2) Hydrogen peroxide group which was administered 0.5% hydrogen peroxide (10 ml/kg) only.
3) Amniotic group which was administered 0.5% hydrogen peroxide (10 ml/kg) and human amniotic fluid (1 ml/kg).
4) Catalase group which was adminstered 0.5% hydrogen peroxide (10 ml/kg) and catalase (6760 unit/cc).
5) Peroxidase group which was administered 0.5% hydrogen peroxide (10 ml/kg) and peroxidase (6050 unit/cc).
6) Human blood group which was administered 0.5% hydrogen peroxide (10 ml/kg) and human whole blood (1 m1/kg).
Arterial blood was collected through femoral artery for the determination of pH, pCO^^2 pO^^2 , before enema and after enema (hypoxic state) at 15 min., 45 min., 75 min., in each group.
The following results were obtained;
1) There were no significent change in the arterial pH, pCO^^2 before and after enema of all above groups.
2) In hydrogen peroxide group without any materials there were marked decreased pO^^2 in hypoxic state compared with normal air state and after enema more decreased arterial pO^^2 is noted as time passed. It is suggested methemoglobin is formed as the blood of dog which contained little catalase.
3) In amniotic group there were no change of pO^^2 before and after the enema of hydrogen peroxide. It is suggested amniotic fluid does nut contain catalase and peroxidase which separate hydrogen peroxide to water and oxygen.
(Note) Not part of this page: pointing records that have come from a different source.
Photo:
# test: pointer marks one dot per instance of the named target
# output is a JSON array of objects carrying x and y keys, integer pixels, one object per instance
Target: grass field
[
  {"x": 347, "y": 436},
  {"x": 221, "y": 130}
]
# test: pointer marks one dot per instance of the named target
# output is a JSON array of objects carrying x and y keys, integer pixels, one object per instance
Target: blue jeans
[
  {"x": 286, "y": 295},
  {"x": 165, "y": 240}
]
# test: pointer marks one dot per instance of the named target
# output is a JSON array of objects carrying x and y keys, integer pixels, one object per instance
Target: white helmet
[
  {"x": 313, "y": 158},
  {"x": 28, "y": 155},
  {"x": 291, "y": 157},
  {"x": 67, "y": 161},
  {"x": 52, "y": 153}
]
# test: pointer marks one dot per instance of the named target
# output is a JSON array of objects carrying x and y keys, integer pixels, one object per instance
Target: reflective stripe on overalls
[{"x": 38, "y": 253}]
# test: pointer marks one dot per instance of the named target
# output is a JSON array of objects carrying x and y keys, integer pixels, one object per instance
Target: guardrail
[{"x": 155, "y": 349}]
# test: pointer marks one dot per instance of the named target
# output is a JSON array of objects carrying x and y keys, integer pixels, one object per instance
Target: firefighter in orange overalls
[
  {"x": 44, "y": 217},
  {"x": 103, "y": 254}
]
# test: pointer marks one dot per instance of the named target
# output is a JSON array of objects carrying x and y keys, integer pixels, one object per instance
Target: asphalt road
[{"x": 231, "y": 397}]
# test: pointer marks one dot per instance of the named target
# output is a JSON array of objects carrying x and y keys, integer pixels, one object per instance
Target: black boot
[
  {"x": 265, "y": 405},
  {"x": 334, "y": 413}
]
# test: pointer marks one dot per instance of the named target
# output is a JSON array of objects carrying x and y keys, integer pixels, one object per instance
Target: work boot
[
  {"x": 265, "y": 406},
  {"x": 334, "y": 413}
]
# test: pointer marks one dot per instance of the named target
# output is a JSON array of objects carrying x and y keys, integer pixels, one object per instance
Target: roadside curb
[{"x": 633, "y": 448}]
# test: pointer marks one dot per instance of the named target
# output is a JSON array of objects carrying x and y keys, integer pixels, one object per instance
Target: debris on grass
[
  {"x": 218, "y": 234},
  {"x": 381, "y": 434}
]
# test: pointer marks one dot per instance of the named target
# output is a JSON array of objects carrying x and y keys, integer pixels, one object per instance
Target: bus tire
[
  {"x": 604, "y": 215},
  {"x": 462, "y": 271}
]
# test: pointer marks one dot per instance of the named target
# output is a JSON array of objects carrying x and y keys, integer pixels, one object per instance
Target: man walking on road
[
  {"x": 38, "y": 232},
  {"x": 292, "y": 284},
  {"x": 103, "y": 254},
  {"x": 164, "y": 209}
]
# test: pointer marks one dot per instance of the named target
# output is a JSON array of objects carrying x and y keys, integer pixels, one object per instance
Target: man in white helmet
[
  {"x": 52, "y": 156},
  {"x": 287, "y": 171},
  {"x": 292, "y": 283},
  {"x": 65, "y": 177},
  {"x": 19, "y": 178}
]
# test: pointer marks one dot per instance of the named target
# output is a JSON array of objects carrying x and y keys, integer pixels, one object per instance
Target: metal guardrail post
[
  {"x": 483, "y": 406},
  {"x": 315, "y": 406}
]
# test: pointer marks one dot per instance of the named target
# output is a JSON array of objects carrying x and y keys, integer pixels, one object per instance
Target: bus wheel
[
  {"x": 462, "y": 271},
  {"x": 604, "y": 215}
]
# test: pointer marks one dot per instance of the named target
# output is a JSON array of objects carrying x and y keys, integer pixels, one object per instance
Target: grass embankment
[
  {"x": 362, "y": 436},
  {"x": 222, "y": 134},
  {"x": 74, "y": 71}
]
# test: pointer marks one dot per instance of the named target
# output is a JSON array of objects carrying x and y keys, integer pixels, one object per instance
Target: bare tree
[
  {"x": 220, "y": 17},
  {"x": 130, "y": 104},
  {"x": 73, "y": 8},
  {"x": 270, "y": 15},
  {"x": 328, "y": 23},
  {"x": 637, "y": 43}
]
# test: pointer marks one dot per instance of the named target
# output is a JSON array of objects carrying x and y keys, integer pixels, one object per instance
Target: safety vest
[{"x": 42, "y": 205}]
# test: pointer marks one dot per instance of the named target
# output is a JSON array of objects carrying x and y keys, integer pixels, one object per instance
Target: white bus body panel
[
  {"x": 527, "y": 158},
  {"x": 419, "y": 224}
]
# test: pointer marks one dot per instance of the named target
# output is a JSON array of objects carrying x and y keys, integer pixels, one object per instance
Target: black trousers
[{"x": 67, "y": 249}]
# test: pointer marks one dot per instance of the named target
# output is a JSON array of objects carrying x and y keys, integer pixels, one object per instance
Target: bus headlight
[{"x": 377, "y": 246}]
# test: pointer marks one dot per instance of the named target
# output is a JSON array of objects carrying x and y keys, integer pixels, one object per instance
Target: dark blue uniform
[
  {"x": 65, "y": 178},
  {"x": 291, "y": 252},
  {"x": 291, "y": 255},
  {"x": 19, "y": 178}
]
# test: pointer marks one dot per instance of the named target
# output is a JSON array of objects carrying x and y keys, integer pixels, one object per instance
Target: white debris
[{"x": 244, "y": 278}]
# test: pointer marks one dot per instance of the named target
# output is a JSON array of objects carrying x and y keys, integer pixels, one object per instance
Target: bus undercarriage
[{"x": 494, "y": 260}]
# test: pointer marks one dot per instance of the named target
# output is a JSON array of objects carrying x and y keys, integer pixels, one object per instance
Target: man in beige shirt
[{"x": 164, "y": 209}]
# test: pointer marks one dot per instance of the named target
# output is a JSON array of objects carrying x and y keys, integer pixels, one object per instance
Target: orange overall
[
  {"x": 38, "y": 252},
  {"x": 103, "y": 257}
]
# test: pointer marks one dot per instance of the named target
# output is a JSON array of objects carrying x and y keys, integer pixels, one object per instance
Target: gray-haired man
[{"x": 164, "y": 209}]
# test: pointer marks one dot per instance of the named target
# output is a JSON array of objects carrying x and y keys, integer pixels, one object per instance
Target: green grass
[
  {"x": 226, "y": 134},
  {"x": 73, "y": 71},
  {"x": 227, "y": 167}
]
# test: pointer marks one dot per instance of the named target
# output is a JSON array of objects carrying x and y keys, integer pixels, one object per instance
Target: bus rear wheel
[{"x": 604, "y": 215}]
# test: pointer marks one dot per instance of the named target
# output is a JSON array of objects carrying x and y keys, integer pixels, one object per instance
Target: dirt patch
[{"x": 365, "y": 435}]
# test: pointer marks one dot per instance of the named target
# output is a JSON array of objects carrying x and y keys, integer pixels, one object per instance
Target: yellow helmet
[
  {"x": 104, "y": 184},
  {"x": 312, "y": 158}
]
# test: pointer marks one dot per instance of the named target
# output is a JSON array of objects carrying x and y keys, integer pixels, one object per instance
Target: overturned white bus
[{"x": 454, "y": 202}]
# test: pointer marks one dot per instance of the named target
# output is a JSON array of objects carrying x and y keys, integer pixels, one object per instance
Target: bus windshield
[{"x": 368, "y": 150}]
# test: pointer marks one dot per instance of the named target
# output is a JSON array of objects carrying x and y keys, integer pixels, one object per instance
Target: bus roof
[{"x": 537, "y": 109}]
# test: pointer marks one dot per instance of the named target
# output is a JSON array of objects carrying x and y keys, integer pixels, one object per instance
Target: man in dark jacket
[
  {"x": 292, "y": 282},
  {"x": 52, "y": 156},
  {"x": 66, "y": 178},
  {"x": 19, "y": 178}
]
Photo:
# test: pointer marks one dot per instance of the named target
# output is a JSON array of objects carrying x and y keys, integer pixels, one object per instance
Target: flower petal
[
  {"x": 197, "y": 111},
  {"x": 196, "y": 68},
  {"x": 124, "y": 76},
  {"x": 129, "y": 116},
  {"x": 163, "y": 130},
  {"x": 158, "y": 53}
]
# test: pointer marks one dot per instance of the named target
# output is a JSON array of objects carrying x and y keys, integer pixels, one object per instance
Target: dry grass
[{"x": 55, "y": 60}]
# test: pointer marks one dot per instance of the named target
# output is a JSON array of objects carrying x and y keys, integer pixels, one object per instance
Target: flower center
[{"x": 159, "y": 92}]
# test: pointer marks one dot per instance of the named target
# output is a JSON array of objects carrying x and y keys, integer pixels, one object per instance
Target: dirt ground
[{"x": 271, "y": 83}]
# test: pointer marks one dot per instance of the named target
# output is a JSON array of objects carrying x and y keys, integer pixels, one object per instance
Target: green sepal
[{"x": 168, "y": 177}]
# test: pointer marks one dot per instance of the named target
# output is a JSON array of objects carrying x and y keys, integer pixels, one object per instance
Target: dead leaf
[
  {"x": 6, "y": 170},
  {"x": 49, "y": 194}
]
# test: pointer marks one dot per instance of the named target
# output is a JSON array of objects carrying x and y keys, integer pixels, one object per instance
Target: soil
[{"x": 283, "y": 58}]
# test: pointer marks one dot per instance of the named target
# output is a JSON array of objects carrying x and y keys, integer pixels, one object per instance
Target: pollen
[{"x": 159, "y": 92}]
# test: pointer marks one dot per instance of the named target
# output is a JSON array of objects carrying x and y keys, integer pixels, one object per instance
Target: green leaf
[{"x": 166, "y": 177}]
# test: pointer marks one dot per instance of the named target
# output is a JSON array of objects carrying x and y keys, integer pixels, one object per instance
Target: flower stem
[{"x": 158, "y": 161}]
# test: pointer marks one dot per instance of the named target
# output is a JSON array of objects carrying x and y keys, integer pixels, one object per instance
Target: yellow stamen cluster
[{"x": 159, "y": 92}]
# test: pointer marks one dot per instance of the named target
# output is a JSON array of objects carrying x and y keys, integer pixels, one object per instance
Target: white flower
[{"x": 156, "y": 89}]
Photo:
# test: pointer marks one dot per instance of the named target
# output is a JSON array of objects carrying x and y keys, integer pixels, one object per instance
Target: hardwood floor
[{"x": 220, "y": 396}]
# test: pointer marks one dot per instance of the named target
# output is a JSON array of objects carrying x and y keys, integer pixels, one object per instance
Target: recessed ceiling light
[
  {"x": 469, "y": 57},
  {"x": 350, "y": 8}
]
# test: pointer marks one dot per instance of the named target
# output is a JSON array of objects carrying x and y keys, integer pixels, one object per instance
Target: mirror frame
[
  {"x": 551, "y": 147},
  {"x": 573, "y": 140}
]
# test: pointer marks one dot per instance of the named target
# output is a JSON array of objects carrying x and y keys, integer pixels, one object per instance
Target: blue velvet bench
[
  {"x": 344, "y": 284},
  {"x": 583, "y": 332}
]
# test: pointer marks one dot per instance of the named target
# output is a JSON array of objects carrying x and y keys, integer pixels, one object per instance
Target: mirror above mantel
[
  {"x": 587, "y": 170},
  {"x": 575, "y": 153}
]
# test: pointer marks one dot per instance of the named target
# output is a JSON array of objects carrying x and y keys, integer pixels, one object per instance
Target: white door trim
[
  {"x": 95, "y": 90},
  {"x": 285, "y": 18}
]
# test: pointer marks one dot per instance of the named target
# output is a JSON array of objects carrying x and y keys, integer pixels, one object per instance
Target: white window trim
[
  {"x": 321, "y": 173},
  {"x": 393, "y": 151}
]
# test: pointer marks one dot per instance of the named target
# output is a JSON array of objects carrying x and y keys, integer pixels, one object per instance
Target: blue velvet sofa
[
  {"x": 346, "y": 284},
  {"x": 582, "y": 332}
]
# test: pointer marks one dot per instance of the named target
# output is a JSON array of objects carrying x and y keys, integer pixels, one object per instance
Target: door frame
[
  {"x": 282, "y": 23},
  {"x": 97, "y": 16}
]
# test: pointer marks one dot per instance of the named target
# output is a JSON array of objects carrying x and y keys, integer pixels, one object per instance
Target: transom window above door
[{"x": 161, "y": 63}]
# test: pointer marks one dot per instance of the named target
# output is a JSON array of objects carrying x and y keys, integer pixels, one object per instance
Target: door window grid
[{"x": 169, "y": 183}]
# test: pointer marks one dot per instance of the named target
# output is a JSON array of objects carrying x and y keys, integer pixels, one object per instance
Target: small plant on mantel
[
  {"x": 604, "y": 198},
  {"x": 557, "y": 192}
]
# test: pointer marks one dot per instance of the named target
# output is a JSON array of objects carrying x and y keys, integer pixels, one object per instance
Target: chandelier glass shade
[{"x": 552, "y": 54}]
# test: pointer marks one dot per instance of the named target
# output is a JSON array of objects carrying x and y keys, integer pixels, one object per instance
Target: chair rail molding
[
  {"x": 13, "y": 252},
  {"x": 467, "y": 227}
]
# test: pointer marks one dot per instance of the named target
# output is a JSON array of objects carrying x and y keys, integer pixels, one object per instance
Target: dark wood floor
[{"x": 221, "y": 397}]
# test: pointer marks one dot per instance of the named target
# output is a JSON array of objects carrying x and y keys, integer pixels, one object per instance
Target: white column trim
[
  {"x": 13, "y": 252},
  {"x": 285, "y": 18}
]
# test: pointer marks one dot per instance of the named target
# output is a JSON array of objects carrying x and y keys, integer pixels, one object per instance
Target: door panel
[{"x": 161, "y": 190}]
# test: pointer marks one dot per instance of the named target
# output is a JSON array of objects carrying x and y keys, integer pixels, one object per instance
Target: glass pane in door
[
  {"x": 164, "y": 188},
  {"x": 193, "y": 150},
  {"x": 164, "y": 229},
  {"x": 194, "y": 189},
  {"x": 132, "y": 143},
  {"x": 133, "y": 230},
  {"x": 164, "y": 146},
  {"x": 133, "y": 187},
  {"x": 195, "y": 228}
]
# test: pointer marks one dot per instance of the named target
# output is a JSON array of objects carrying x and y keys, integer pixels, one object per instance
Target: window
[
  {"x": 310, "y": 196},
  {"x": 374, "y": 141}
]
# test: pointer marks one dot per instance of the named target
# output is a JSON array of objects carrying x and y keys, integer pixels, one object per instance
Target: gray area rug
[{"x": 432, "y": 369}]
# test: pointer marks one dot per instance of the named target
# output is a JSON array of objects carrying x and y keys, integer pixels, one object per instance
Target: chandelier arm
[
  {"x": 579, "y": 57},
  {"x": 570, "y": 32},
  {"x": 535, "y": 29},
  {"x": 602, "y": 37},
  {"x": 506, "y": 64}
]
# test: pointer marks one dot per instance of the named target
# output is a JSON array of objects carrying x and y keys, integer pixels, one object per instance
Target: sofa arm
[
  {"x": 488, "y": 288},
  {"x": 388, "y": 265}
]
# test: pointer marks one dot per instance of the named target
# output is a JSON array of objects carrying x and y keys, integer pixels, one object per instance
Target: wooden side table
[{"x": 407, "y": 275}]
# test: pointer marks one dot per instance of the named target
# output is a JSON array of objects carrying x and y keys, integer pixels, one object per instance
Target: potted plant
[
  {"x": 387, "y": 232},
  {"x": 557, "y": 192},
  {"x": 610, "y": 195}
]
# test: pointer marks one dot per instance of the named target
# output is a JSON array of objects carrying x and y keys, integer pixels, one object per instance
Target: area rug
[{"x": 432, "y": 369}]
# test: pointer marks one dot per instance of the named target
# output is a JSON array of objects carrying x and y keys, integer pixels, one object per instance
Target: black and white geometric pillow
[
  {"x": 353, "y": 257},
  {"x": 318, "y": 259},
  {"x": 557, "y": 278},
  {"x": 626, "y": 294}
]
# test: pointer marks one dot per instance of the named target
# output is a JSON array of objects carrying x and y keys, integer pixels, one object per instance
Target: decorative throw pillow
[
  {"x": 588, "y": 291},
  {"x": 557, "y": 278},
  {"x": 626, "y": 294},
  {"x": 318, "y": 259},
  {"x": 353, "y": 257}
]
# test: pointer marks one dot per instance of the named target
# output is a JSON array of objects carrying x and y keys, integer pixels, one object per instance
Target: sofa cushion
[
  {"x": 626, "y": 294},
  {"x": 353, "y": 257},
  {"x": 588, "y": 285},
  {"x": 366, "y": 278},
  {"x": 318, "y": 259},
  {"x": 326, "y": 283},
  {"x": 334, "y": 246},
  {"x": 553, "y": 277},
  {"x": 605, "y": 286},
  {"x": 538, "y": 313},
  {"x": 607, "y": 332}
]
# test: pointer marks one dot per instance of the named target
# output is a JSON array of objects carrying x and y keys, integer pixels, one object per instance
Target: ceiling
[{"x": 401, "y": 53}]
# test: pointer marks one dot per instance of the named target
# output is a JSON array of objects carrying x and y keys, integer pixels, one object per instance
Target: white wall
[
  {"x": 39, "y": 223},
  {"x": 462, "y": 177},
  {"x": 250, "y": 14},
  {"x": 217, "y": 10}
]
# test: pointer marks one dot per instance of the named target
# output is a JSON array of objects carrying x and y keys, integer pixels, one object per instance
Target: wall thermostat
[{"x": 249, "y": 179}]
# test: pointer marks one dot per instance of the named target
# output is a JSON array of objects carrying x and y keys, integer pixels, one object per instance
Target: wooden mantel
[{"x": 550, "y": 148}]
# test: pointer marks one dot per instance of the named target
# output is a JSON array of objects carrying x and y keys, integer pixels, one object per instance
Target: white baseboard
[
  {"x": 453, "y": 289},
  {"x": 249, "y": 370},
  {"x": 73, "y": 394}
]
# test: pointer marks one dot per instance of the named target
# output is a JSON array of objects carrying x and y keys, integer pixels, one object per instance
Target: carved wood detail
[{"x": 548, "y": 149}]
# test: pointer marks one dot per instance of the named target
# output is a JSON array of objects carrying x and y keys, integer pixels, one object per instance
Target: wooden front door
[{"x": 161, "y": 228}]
4) In catalase, peroxidase and human blood group there were marked elevation of pO^^2 in hypoxic state. It is suggested hydrogen peroxide is separated into water and oxygen in the intestinal canal by catalase, peroxidase and blood which contains
peroxidase and catalase.
In this experiment catalase, peroxidase, human blood, were very effective to increase pO^^2 after hydrogen peroxide enema as an extrapulmonary respiration and were supposed to be a necessary materials to break down hydrogen peroxide into oxygen and water in the intestinal canal. human whole blood which contained a lot
of catalase and peroxidase, is a good abundant source to be used as a catalysis in hydrogen peroxide enema for the purpose of extrapulmonary oxygenation.